Belluno, 18 ottobre 2018 – Dopo un 2017 in risalita, nel 2018 il prezzo del latte è nuovamente crollato. Alla base della crisi la sovrapproduzione europea e il calo del prezzo del burro, cui si aggiunge la concorrenza interna della Lombardia, che ha aumentato moltissimo la produzione causando una saturazione del mercato. Una mazzata che rischia di rimandare nel baratro i produttori bellunesi, che provengono da un decennio durissimo in cui si è dimezzato il numero di allevamenti, crollando da oltre 500 a circa 250.
Per questo stamattina Confagricoltura Belluno e Cia Belluno sono andati in Regione a illustrare il grave stato della zootecnia montana, chiedendo un sostegno urgente agli allevatori di montagna. Erano presenti Gianni Slongo, rappresentante per il settore latte di Confagricoltura Belluno; Luca Cosul e Mauro Alpagotti, presidente e direttore di Cia Belluno; e Gianluca Fregolent, direttore del settore sviluppo economico della Regione Veneto. Al tavolo era attesa anche Coldiretti, che non si è presentata.
Nell’incontro gli esponenti delle organizzazioni hanno ribadito che il lattiero caseario rimane un settore di vitale importanza del territorio bellunese, ma che senza misure di sostegno rischia di scomparire. Le proposte messe sul tavolo sono di un contributo in conto interessi, un aumento dell’indennità compensativa, l’aumento del contributo sfalci per la salvaguardia del territorio, una riduzione dell’accise sul gasolio, un intervento sulla raccolta del latte e misure specifiche nel prossimo Psr.
“Decine di nostre aziende si avviano verso la chiusura – ha spiegato Gianni Slongo -. Non hanno risorse finanziarie per affrontare le spese correnti, dagli alimenti per gli animali al gasolio, perché stanno lavorando in perdita. Nel 2018 il latte in provincia di Belluno è stato pagato con un acconto di 35 centesimi al litro, quando i costi di produzione per il latte di montagna vanno dai 45 ai 55 centesimi. I contributi del fondo latte arrivati in primavera sono stati una boccata d’ossigeno, ma non bastano a coprire i mutui e gli indebitamenti effettuati per gli investimenti di questi anni. Abbiamo bisogno che la Regione ci sostenga perché ogni soldo investito in una stalla montana rappresenta non un onere, ma un investimento per garantire il presente e assicurare un futuro alle giovani generazioni”.

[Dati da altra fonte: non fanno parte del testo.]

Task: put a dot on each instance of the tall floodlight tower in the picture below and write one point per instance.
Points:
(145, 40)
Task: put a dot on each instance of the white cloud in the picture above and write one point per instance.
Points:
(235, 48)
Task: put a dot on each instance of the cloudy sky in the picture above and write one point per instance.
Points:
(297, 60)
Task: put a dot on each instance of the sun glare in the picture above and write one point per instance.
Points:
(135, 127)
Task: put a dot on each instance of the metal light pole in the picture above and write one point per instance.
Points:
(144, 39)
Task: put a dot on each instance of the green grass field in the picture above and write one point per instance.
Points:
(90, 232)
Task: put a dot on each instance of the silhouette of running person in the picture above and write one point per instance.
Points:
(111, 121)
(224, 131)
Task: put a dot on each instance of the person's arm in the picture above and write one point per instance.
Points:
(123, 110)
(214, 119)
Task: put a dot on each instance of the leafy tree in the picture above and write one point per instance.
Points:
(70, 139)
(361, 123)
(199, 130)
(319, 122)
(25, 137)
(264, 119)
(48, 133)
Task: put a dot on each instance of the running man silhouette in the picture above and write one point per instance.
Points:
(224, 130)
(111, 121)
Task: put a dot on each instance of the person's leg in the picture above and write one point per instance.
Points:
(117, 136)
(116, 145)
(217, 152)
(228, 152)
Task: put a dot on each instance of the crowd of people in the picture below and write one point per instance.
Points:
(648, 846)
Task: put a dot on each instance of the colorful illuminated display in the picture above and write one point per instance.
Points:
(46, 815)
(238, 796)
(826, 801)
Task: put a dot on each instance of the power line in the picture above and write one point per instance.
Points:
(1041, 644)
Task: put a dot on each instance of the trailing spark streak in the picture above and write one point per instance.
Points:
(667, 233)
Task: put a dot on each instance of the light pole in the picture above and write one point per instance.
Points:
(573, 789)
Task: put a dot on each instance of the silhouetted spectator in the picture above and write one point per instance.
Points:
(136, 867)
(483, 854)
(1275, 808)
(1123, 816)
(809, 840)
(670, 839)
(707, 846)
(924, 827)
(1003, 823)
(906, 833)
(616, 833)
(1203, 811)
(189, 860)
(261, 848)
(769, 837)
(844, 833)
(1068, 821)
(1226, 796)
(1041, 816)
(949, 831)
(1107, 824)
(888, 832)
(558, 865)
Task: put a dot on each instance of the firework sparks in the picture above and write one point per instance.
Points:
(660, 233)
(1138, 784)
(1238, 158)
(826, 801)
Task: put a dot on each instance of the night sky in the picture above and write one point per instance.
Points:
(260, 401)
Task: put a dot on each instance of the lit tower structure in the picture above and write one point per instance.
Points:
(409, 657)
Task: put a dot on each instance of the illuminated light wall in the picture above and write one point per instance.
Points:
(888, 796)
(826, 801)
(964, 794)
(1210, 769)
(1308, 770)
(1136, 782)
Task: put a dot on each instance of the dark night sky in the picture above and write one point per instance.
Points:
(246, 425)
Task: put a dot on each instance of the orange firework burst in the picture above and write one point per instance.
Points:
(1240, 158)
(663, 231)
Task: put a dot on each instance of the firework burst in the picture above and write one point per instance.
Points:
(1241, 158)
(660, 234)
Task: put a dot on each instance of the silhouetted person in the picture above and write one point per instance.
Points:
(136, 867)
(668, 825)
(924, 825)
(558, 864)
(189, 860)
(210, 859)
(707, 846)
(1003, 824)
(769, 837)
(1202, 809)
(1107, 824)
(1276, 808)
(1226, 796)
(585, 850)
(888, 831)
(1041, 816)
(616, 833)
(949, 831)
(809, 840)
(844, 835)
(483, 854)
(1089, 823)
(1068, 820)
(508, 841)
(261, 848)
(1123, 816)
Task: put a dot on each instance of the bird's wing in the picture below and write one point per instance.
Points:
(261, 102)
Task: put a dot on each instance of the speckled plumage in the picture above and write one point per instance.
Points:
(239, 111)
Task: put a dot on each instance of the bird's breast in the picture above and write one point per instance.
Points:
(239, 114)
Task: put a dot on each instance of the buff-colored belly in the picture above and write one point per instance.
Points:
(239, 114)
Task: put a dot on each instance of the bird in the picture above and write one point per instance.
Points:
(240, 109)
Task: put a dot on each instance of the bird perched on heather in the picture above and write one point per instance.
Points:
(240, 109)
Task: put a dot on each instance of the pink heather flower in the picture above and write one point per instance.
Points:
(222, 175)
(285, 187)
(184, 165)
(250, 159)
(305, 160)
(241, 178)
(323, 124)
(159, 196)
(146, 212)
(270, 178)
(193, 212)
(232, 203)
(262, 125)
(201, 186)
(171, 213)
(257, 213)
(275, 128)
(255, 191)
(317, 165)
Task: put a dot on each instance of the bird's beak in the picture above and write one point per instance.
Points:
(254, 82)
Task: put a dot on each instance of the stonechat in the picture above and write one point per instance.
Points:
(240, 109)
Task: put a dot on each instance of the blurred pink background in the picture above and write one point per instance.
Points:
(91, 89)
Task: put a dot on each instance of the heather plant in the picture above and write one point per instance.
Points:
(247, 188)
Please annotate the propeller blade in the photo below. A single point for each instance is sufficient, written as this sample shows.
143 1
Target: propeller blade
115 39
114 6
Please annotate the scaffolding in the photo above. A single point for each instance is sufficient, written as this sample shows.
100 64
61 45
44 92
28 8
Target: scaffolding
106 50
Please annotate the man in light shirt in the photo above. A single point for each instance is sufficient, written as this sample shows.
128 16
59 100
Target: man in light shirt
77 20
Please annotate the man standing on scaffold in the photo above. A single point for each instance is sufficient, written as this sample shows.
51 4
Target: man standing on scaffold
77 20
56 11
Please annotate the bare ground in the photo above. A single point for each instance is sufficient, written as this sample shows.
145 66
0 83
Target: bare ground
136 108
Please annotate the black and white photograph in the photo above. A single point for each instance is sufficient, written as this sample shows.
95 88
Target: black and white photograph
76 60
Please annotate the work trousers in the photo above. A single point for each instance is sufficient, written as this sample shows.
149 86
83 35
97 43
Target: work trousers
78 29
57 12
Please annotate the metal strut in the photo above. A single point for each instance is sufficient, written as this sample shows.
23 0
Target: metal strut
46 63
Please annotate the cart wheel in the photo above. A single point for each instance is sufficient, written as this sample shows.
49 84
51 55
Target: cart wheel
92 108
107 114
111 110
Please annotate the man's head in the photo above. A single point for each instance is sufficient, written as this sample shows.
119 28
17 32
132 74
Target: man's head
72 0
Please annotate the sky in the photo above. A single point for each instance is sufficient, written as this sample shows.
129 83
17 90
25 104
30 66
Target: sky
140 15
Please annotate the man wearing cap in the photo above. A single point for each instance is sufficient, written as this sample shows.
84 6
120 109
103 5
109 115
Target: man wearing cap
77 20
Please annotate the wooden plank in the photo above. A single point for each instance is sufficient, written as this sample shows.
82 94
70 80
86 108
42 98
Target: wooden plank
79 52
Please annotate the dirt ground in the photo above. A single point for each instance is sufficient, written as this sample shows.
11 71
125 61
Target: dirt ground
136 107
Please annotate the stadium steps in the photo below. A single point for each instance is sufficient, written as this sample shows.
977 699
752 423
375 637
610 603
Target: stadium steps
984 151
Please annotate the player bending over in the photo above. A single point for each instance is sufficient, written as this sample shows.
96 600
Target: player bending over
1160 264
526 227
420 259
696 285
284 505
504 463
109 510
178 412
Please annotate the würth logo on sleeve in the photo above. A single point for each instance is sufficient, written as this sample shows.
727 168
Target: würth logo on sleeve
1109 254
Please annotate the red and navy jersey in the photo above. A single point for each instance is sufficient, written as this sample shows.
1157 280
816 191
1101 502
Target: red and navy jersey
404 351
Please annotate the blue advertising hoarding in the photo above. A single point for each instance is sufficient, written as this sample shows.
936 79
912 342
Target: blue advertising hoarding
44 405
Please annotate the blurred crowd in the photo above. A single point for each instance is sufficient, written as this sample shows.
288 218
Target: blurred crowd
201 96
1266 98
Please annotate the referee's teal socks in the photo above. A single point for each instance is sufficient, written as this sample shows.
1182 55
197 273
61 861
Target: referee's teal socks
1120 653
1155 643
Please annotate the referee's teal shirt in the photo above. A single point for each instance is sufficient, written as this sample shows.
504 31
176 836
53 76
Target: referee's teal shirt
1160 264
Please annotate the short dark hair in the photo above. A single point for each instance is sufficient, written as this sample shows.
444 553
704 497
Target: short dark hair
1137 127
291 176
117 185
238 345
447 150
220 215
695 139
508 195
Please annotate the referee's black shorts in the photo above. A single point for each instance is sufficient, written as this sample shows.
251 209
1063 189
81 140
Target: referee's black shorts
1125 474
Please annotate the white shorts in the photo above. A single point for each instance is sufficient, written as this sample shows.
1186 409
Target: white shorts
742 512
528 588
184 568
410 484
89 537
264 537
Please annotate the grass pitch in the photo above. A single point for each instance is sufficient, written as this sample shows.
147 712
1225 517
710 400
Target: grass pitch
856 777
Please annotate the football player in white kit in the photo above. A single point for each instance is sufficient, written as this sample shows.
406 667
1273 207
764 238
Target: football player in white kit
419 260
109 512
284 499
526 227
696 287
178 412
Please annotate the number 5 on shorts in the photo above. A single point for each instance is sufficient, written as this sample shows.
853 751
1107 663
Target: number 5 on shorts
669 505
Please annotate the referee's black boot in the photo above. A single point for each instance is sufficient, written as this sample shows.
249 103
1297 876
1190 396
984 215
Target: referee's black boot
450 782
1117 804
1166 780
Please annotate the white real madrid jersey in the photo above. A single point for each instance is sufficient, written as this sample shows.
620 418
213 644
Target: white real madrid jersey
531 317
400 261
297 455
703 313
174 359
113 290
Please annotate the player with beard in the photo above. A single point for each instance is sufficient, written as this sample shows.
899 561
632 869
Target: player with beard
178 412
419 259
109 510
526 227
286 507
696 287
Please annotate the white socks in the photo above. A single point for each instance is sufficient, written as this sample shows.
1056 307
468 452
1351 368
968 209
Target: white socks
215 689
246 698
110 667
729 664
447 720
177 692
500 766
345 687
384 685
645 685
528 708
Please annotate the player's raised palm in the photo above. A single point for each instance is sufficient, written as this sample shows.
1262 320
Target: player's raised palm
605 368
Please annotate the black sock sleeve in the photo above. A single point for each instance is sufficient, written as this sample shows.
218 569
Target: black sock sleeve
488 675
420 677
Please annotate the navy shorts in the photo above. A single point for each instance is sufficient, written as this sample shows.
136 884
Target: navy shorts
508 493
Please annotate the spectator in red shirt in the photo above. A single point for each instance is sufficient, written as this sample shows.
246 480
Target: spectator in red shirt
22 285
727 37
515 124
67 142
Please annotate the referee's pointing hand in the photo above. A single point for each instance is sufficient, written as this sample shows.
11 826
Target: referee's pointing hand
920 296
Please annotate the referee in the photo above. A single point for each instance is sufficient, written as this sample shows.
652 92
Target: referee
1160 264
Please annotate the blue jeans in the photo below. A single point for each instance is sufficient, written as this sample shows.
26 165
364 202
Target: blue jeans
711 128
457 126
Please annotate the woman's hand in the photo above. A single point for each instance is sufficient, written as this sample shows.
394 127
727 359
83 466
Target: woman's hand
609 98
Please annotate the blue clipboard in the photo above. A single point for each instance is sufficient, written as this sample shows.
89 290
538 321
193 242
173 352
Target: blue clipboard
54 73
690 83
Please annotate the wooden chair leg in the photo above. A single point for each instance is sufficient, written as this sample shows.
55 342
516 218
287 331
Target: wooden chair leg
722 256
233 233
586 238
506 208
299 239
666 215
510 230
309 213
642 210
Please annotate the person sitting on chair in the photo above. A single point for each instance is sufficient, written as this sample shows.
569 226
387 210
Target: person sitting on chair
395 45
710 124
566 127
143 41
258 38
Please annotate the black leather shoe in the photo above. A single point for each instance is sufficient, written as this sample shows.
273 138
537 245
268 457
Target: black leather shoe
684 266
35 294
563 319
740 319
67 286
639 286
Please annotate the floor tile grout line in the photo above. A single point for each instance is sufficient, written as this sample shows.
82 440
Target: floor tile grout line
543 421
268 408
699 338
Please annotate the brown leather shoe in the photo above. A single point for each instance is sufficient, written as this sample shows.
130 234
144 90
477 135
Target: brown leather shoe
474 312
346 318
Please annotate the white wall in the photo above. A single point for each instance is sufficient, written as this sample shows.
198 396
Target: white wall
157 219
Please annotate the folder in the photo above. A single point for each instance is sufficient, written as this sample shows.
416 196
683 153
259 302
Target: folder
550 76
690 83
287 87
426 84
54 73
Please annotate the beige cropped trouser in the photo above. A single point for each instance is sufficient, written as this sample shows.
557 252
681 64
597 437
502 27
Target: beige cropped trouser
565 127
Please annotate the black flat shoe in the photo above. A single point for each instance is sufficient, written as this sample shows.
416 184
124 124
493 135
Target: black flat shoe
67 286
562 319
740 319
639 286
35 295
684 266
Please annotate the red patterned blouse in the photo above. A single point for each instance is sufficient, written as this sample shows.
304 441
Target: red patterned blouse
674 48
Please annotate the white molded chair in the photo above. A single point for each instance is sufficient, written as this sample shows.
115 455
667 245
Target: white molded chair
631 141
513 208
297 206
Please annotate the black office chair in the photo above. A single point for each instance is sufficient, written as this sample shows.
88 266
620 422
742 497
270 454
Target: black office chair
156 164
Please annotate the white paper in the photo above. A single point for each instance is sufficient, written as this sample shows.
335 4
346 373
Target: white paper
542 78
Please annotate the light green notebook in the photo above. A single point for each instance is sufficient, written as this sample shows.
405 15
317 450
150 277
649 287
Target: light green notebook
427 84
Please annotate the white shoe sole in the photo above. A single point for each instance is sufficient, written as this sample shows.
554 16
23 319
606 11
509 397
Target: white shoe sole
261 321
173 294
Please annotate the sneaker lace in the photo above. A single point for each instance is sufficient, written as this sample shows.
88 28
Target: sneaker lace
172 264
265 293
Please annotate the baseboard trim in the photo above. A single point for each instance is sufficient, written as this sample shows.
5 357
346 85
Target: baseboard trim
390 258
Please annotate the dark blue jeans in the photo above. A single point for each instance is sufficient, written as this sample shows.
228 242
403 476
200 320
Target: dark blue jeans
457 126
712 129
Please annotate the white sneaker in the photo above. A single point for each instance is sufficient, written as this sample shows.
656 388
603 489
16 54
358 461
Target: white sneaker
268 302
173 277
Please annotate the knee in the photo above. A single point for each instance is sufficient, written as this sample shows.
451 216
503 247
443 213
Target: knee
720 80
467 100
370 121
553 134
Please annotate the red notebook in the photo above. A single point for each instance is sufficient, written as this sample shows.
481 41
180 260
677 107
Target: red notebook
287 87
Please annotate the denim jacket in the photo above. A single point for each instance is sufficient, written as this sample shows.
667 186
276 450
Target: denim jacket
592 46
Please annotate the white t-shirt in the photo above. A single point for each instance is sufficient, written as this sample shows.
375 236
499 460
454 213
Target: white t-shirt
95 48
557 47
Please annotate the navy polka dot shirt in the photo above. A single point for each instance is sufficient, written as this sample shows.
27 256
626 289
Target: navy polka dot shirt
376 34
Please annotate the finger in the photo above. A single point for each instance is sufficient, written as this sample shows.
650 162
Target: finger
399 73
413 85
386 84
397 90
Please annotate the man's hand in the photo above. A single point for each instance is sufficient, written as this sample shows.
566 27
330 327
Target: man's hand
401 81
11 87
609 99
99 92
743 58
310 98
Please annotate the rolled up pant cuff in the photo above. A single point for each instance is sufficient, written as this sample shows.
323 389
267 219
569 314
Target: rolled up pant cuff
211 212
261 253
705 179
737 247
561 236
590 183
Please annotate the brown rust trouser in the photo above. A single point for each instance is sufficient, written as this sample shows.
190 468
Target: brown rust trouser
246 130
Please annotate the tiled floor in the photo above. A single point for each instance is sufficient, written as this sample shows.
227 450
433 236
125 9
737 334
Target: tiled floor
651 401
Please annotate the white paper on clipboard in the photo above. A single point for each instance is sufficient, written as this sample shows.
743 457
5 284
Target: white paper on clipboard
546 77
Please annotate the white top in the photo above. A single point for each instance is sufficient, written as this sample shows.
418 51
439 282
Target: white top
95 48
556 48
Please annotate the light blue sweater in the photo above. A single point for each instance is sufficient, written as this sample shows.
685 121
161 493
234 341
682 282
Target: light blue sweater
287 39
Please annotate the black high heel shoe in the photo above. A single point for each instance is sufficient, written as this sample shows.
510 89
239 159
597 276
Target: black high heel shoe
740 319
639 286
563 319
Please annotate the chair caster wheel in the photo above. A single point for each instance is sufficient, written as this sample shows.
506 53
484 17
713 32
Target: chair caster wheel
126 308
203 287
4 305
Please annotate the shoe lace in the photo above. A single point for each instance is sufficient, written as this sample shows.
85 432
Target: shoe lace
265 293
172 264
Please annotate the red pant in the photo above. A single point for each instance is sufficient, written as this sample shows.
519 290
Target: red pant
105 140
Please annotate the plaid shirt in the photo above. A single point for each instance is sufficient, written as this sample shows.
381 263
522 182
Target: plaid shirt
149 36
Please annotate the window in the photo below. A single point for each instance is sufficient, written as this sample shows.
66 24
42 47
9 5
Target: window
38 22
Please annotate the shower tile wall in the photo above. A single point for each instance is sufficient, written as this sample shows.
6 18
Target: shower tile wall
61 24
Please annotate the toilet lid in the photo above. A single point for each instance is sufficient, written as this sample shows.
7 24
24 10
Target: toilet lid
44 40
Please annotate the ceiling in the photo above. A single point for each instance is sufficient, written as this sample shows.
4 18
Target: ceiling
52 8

Cosul ha rimarcato come sia impensabile che il latte di montagna possa essere remunerato come quello di pianura: “Noi svolgiamo un servizio per il territorio e per l’ambiente. Il presidio di montagna ha ricadute positive anche per quanto riguarda l’aspetto idrogeologico e crea un indotto economico in aree marginali, che ha ancora spazio per l’insediamento di attività produttive al contrario delle zone industriali di pianura, già cariche di allevamenti. Chiediamo aiuti smart, cioè veloci e diretti, per sostenere aziende che altrimenti saranno costrette alla chiusura. Ricordiamo che ogni ettaro che gli agricoltori perdono equivale al bosco che avanza e quindi a un’incuria sotto il profilo agronomico e ambientale”.
Sia Cia che Confagricoltura hanno stigmatizzato l’assenza di Coldiretti: “Era importante che a un incontro convocato urgentemente per una crisi così grave del latte fossero rappresentate tutte le associazioni. Auspichiamo che quanto accaduto oggi non si ripeta più e che in questi frangenti si parli un’unica lingua, in rappresentanza di tutti i produttori”.